宴も過ぎ、子供たちが夢を胸に眠りにつくとき……。





この夜に限り、世界は光に包まれる。









聖夜の想い













部屋に入ると、とても優しい匂いがした。




「この匂いは……?」

「ふふ、ひまわりだよ」




普段から花の手入れをしているルイージが匂いだけで言い当て、たひまわりが部屋中に飾ってあった。

もちろん、ひまわりの時期はもう過ぎている。

壁に掛かっていたのはドライフラワーにされたひまわりだ。




「このドライフラワー、僕も作るの手伝ったんだよ」

「そうなのか。リュカは本当にひまわり好きだよな」




微笑みながらマリオがリュカの寝顔を覗き込む。

いい夢でも見ているのだろうか。どこか楽しそうな寝顔だ。




「さて、リュカの欲しいものは何かな」




ルイージとマリオが部屋の中を見渡した。








サンタさんへ

今年もまた、ひまわりの種をお願いします。

お仕事がんばってください!

リュカ









「「……優しいなぁ」」




二人の目の前にはクッキーとミルクが置いてあった。

ミルクも元々はホットミルクだったのだろう。

夜の寒さで冷え切ってしまったそれには薄く幕が張ってしまっており、でもほんのりと甘かった。

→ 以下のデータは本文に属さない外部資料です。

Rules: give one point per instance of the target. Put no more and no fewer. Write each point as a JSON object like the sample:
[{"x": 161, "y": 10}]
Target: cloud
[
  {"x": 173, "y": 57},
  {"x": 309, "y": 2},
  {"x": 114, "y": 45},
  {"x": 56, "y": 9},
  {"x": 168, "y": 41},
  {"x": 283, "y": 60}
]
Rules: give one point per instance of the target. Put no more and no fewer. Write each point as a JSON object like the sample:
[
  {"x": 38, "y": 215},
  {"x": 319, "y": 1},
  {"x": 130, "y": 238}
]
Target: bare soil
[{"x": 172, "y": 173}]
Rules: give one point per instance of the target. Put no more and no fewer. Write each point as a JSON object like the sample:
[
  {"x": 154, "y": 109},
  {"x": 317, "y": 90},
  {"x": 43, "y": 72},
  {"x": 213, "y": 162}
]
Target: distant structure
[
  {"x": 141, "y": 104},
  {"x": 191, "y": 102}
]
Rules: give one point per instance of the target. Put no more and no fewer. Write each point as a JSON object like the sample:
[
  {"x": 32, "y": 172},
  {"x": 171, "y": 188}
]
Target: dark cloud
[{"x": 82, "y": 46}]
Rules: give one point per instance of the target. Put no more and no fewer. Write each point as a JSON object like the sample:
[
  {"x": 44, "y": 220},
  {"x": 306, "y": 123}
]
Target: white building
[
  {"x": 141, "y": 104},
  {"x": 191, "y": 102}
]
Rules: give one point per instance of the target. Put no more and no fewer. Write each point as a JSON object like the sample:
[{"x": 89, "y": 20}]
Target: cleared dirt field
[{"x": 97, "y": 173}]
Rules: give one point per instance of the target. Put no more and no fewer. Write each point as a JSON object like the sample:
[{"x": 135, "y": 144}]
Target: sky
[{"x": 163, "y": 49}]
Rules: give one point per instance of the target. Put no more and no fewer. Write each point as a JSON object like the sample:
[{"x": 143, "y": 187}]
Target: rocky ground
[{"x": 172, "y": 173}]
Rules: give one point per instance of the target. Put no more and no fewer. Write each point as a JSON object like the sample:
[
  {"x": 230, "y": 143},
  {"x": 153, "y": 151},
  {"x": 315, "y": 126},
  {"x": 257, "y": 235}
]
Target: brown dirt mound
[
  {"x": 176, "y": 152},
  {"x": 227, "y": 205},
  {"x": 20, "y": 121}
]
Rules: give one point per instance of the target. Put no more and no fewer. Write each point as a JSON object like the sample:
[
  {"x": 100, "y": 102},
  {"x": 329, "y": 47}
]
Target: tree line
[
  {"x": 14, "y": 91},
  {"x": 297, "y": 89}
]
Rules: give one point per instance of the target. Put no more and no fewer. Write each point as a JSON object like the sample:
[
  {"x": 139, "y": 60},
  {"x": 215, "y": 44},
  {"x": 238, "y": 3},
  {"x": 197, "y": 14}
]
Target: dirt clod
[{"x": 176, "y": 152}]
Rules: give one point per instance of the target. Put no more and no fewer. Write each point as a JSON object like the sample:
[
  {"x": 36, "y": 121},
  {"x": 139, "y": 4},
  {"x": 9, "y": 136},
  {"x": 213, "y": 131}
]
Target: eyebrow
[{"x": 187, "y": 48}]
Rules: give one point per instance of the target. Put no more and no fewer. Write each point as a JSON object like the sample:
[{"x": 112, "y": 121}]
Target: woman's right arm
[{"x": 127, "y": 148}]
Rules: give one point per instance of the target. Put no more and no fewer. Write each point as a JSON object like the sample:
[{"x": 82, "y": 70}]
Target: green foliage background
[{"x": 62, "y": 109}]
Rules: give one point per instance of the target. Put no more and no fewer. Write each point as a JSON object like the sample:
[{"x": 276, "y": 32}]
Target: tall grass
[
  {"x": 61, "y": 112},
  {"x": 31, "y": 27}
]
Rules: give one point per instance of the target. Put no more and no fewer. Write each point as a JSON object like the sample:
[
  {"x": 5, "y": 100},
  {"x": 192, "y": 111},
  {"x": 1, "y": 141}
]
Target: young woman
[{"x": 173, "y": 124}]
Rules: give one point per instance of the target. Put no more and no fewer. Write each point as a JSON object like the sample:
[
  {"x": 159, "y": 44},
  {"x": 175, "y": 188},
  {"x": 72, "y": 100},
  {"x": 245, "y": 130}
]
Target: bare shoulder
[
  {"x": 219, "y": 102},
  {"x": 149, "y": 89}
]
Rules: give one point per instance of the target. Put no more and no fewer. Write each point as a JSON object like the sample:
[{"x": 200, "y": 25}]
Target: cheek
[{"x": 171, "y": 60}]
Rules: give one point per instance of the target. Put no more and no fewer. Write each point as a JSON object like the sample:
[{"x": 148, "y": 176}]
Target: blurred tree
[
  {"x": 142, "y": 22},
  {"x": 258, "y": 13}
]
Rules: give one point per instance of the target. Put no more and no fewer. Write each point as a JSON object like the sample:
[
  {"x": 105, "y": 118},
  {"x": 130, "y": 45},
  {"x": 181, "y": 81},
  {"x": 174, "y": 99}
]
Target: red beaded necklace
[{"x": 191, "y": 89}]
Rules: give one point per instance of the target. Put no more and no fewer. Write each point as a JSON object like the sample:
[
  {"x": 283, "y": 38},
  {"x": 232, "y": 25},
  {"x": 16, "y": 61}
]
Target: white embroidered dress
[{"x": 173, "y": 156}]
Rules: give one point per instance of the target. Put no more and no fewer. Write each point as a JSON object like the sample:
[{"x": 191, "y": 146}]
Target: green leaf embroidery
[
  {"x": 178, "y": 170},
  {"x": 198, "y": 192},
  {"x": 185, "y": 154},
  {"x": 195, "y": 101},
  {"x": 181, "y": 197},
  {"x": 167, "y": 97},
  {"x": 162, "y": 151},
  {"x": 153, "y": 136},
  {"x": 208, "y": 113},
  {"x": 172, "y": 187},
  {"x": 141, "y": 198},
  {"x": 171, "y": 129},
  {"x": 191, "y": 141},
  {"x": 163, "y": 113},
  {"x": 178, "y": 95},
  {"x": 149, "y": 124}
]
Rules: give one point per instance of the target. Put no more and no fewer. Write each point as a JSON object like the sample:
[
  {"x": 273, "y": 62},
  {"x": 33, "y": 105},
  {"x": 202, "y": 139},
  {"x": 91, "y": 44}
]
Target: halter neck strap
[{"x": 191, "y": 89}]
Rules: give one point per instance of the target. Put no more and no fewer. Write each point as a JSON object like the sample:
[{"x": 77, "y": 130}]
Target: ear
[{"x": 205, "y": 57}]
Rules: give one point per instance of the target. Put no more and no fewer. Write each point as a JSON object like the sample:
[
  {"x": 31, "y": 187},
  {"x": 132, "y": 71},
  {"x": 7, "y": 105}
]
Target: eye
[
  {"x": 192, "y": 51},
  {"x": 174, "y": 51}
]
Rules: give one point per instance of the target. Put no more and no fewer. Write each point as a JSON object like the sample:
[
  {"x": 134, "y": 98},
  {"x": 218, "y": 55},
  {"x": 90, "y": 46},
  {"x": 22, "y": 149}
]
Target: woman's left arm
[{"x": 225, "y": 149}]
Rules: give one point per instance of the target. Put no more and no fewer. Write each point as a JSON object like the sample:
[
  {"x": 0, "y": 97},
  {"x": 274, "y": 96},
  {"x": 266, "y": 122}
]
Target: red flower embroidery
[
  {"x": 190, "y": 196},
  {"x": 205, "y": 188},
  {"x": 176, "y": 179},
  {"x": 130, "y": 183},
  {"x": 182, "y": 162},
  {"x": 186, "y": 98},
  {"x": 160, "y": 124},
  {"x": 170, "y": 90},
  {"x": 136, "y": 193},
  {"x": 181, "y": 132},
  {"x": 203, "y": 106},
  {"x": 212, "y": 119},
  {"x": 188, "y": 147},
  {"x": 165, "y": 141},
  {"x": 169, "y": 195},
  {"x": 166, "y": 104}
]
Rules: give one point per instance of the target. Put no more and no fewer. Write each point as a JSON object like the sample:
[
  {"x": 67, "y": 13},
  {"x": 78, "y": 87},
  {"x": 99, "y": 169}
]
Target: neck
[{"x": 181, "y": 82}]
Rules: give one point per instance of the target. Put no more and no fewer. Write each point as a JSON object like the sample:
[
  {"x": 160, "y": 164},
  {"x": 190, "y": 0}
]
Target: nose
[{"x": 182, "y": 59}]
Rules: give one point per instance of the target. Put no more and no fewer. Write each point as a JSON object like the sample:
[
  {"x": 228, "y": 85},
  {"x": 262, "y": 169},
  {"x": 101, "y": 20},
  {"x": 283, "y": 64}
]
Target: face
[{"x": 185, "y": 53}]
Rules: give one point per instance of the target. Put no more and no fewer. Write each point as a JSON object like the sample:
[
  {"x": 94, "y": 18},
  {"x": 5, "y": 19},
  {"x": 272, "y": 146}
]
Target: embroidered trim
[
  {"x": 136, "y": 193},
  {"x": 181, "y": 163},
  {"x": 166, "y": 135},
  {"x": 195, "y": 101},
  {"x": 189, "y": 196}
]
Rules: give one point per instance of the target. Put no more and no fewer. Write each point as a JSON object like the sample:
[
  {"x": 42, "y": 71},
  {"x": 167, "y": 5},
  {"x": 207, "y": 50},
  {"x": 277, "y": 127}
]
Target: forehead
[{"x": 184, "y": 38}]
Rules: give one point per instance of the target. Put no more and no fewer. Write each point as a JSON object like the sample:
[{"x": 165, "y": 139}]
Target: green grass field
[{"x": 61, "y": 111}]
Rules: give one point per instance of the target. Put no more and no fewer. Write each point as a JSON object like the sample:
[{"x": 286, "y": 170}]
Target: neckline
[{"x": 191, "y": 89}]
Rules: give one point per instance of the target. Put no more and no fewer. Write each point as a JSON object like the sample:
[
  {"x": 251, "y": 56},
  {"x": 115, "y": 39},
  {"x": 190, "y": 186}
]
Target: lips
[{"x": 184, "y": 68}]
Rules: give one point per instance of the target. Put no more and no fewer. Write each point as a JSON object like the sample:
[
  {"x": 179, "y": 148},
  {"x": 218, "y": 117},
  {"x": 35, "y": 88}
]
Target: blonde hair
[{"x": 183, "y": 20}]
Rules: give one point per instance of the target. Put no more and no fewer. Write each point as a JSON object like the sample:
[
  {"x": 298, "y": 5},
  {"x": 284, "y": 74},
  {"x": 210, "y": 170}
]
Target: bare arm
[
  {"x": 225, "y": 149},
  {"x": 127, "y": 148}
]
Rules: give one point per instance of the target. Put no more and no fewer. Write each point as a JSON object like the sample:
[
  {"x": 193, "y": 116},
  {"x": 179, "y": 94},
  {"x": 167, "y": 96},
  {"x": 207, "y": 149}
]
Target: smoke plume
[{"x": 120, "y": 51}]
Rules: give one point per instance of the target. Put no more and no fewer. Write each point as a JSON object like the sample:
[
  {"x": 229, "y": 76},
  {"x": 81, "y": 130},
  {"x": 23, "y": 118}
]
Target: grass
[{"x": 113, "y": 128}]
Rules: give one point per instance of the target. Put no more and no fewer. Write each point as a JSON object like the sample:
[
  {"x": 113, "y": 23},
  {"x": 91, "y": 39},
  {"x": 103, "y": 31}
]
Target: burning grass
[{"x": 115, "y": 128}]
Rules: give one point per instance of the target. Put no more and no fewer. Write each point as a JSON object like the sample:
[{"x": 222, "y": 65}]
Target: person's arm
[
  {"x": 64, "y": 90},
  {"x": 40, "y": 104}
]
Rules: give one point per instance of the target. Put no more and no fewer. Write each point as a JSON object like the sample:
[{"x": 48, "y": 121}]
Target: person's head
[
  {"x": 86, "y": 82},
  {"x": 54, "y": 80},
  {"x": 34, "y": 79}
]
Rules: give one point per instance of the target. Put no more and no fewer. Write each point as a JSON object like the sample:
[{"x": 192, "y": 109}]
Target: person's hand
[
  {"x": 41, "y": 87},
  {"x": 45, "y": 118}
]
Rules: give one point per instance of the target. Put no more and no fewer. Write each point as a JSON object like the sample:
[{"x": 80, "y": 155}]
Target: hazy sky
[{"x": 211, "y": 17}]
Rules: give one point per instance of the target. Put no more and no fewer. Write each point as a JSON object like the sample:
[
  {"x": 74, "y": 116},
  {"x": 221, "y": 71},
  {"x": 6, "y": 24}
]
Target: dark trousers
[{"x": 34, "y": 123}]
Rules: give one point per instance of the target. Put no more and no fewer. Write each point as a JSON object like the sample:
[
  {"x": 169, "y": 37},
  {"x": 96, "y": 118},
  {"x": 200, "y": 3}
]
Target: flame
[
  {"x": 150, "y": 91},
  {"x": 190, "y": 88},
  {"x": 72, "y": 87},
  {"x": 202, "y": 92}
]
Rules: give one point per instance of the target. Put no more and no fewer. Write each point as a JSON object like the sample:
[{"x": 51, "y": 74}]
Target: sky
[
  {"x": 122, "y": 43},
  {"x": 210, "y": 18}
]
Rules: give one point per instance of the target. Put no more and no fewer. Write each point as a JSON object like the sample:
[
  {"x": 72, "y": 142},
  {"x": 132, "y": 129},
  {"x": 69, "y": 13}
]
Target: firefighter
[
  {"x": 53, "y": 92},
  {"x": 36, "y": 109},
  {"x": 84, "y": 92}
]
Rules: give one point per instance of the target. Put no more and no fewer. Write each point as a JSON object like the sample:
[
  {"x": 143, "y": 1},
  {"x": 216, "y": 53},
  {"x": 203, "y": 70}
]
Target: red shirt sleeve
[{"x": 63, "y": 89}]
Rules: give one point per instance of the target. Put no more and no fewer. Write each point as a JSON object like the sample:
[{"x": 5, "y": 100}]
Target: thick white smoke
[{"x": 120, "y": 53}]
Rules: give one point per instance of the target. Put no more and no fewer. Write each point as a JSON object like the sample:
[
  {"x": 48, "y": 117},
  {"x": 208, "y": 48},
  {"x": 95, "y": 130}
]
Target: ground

「やっぱりリュカは、うちの子たちの最後の良心だよなぁ」

「うんうん、ってさすがにそれは言いすぎじゃないかな」




一度は頷きつつも、思い改まってマリオに言うルイージ。

それに音も無く笑いながら、マリオは右手に力を込めた。

ポンッと音を立てて現れた小さな包みの横に、ルイージもクッキーの包みを置く。